Storm and Kafka are the future of stream processing, and they are already in use at a number of high-profile companies including Groupon, Alibaba, and The Weather Channel.

Born inside of Twitter, Storm is a “distributed real-time computation system”. Storm does for real-time processing what Hadoop did for batch processing. Kafka for its part is a messaging system developed at LinkedIn to serve as the foundation for their activity stream and the data processing pipeline behind it.

When paired together, you get the stream, you get it in-real time, and you get it at linear scale.

Why should you care?

With Storm and Kafka, you can conduct stream processing at linear scale, assured that every message gets processed in real-time, reliably. In tandem, Storm and Kafka can handle data velocities of tens of thousands of messages every second.

Stream processing solutions like Storm and Kafka have caught the attention of many enterprises due to their superior approach to ETL (extract, transform, load) and data integration.

Storm and Kafka are also great at in-memory analytics, and real-time decision support. Companies are quickly realizing that batch processing in Hadoop does not support real-time business needs. Real-time streaming analytics is a must-have component in any enterprise Big Data solution or stack, because of how elegantly they handle the “three V’s” — volume, velocity and variety.

Storm and Kafka are the two technologies on the list that we’re most committed to at Infochimps, and it is reasonable to expect that they’ll be a formal part of our platform soon.

Drill and Dremel

Drill and Dremel make large-scale, ad-hoc querying of data possible, with radically lower latencies that are especially apt for data exploration. They make it possible to scan over petabytes of data in seconds, to answer ad hoc queries and presumably, power compelling visualizations.

Drill and Dremel put power in the hands of business analysts, and not just data engineers. The business side of the house will love Drill and Dremel.

Drill is the open source version of what Google is doing with Dremel (Google also offers Dremel-as-a-Service with its BigQuery offering). Companies are going to want to make the tool their own, which why Drill is the thing to watch mostly closely. Although it’s not quite there yet, strong interest by the development community is helping the tool mature rapidly.

Why should you care?

Drill and Dremel compare favorably to Hadoop for anything ad-hoc. Hadoop is all about batch processing workflows, which creates certain disadvantages.

The Hadoop ecosystem worked very hard to make MapReduce an approachable tool for ad hoc analyses. From Sawzall to Pig and Hive, many interface layers have been built on top of Hadoop to make it more friendly, and business-accessible.
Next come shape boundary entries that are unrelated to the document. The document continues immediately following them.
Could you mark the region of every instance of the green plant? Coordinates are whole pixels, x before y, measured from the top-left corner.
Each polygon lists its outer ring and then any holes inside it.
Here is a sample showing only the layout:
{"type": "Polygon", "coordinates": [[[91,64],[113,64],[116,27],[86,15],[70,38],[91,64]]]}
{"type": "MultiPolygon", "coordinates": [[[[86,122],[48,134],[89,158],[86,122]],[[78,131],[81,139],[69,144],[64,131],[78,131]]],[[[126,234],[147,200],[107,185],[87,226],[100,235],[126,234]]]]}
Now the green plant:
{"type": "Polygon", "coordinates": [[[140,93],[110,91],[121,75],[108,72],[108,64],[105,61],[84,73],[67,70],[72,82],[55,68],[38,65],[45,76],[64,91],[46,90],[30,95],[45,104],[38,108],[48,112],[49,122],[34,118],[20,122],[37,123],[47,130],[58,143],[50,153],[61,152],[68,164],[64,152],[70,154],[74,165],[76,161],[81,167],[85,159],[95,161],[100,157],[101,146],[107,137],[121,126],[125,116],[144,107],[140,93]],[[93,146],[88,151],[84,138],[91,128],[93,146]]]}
Yet, for all of the SQL-like familiarity, these abstraction layers ignore one fundamental reality – MapReduce (and thereby Hadoop) is purpose-built for organized data processing (read: running jobs, or “workflows”).
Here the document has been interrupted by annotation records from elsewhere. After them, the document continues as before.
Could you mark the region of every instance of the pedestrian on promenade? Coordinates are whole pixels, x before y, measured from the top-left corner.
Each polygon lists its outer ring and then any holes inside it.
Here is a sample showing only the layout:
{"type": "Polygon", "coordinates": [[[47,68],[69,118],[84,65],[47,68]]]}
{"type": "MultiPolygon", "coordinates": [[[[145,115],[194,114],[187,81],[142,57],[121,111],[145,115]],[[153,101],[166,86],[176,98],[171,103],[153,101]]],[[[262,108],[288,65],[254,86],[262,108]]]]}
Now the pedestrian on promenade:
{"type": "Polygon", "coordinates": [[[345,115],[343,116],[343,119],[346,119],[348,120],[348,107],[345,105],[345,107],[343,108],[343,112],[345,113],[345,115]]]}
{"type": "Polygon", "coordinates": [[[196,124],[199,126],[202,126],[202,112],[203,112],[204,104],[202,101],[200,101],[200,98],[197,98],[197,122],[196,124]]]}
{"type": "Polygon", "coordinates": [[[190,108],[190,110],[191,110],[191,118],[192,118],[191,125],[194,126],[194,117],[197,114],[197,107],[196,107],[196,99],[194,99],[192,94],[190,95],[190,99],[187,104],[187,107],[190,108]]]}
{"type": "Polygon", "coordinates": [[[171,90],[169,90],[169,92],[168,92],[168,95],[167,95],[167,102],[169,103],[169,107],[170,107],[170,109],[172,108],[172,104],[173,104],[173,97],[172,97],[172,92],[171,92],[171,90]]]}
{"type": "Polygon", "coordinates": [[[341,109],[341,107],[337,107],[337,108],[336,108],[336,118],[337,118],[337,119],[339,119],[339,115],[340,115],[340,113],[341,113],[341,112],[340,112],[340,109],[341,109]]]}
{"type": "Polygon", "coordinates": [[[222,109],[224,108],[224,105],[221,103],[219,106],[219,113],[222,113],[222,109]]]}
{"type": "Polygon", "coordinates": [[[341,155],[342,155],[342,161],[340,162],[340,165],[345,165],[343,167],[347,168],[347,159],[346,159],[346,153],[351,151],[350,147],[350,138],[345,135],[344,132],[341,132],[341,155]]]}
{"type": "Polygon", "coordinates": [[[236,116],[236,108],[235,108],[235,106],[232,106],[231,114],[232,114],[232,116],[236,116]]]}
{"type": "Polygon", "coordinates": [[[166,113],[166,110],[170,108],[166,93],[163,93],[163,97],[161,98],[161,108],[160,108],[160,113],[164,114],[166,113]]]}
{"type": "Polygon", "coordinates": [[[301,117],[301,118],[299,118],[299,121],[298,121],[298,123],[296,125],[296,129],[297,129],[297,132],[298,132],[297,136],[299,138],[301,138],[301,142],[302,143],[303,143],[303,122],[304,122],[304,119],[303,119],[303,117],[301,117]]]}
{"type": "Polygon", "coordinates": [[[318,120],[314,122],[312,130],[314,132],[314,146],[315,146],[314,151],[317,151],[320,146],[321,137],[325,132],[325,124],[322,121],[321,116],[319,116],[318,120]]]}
What if you’re not worried about running jobs? What if you’re more concerned with asking questions and getting answers — slicing and dicing, looking for insights?

That’s “ad hoc exploration” in a nutshell — if you assume data that’s been processed already, how can you optimize for speed? You shouldn’t have to run a new job and wait, sometimes for considerable lengths of time, every time you want to ask a new question.

In stark contrast to workflow-based methodology, most business-driven BI and analytics queries are fundamentally ad hoc, interactive, low-latency analyses. Writing Map Reduce workflows is prohibitive for many business analysts. Waiting minutes for jobs to start and hours for workflows to complete is not conducive to an interactive experience of data, the comparing and contrasting, and the zooming in and out that ultimately creates fundamentally new insights.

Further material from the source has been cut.